Rural Opportunity Institute (ROI), one of eight organizations in New Profit’s first Health Equity Cohort, supports youth, organizations, and communities in rural North Carolina to help them interrupt the cycle of generational trauma and design innovative solutions for healing and resilience. ROI builds new tools and is open-source, freely sharing what works. ROI works to turn wisdom and the newest science into common practice.

Below, ROI Co-Founder Vichi Jagannathan shares the path that led her to start the organization and how, when properly resourced, a rural community can become a hotbed of innovative practice.

Q: Can you reflect on a moment from your life that really shaped who you are today? What about this moment brought about the greatest impact on your career?

A: As a child of Indian immigrants, I internalized education as the ticket to achieving success, believing those who did not attain it were fully responsible for their struggles. I attended three Ivy League universities, but never once learned about the legacies of racialized trauma still perpetuated by institutions, including schools, through policies and practices steeped in white supremacy.

When I moved to rural North Carolina to teach high school, a blindfold was finally ripped off. This was the onset of my journey to realizing that, even as a first-generation person of color, I benefit from and am complicit in upholding unjust systems. Since then I have been on a quest for truth and justice. I am obsessed with primary research and believe community members with lived experience are the only direct source of truth.

I helped found ROI to connect the privilege, knowledge, and resources I hold with rural communities whose stories are often told by others in ways that hide their power and light from the world.

Q: What is the one thing you wish more people knew about the issue your organization is working to solve?
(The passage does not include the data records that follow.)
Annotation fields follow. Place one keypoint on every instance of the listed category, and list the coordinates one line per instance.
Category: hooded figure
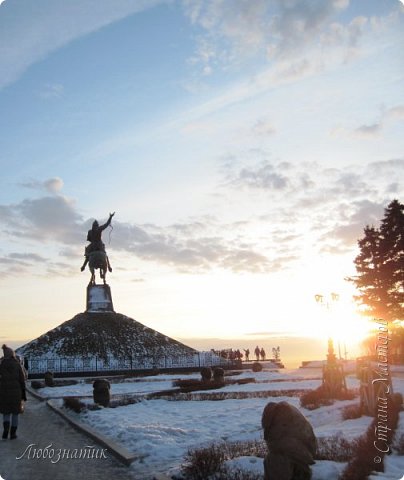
(291, 443)
(12, 391)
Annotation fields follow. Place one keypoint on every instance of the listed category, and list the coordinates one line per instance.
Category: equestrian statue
(95, 254)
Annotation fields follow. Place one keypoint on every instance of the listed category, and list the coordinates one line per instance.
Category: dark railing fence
(110, 363)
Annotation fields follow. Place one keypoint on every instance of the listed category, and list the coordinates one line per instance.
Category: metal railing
(38, 365)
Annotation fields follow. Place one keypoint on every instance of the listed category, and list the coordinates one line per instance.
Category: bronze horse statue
(97, 260)
(95, 254)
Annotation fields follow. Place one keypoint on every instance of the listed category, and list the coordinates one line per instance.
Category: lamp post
(333, 374)
(327, 302)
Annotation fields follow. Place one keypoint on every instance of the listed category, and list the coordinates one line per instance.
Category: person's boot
(6, 426)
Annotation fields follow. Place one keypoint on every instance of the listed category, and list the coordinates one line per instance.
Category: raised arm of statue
(108, 222)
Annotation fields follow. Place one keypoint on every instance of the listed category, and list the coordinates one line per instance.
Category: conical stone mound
(103, 335)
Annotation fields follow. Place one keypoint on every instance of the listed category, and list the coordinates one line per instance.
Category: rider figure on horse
(96, 244)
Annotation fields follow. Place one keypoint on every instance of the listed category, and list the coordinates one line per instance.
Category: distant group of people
(231, 354)
(259, 352)
(12, 391)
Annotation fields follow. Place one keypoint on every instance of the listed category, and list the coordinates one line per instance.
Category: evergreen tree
(380, 266)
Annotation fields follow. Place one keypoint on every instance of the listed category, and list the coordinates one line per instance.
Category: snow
(162, 431)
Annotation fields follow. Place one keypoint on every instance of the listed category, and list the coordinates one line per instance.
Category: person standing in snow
(12, 391)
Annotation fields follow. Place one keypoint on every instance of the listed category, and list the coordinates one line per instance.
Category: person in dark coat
(12, 391)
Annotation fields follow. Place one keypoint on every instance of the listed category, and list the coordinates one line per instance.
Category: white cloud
(31, 31)
(51, 185)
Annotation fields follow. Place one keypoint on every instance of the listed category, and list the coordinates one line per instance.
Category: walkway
(42, 427)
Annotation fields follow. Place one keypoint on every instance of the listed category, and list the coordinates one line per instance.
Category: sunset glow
(243, 151)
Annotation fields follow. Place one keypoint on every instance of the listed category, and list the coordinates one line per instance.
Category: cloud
(368, 131)
(28, 35)
(279, 29)
(54, 90)
(51, 185)
(264, 176)
(187, 248)
(358, 214)
(45, 218)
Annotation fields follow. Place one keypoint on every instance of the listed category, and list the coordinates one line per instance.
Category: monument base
(99, 298)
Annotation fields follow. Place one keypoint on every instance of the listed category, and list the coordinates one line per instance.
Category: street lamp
(333, 374)
(327, 302)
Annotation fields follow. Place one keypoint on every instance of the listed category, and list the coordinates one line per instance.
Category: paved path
(41, 426)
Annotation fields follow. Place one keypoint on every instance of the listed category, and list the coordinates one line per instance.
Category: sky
(244, 146)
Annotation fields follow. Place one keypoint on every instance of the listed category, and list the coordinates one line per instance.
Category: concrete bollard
(49, 379)
(101, 394)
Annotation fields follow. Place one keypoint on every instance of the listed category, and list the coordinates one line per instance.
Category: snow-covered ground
(161, 431)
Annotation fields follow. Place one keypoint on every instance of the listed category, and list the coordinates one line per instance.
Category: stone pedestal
(99, 298)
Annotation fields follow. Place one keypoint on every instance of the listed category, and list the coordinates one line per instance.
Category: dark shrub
(335, 448)
(201, 463)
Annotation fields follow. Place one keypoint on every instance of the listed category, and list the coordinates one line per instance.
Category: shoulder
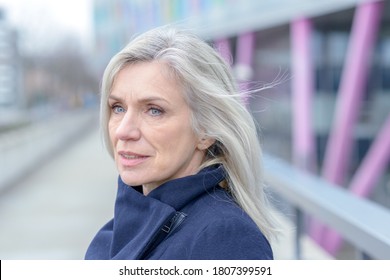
(222, 230)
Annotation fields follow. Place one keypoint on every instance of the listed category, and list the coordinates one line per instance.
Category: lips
(130, 159)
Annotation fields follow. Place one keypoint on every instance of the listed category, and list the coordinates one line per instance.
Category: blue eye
(155, 112)
(118, 109)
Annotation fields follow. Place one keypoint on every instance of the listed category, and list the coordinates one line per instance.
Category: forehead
(145, 75)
A: I wish people understood that trauma (abuse, neglect, systemic injustice) is both a root cause of so many health, education, and career challenges AND that we have the tools and ability to heal trauma and prevent it from happening in the first place. People are not to blame for the trauma that they experience—trauma is the result of systems and environments that perpetuate punishment and isolation. Redesigning those systems and environments is at the root of healing.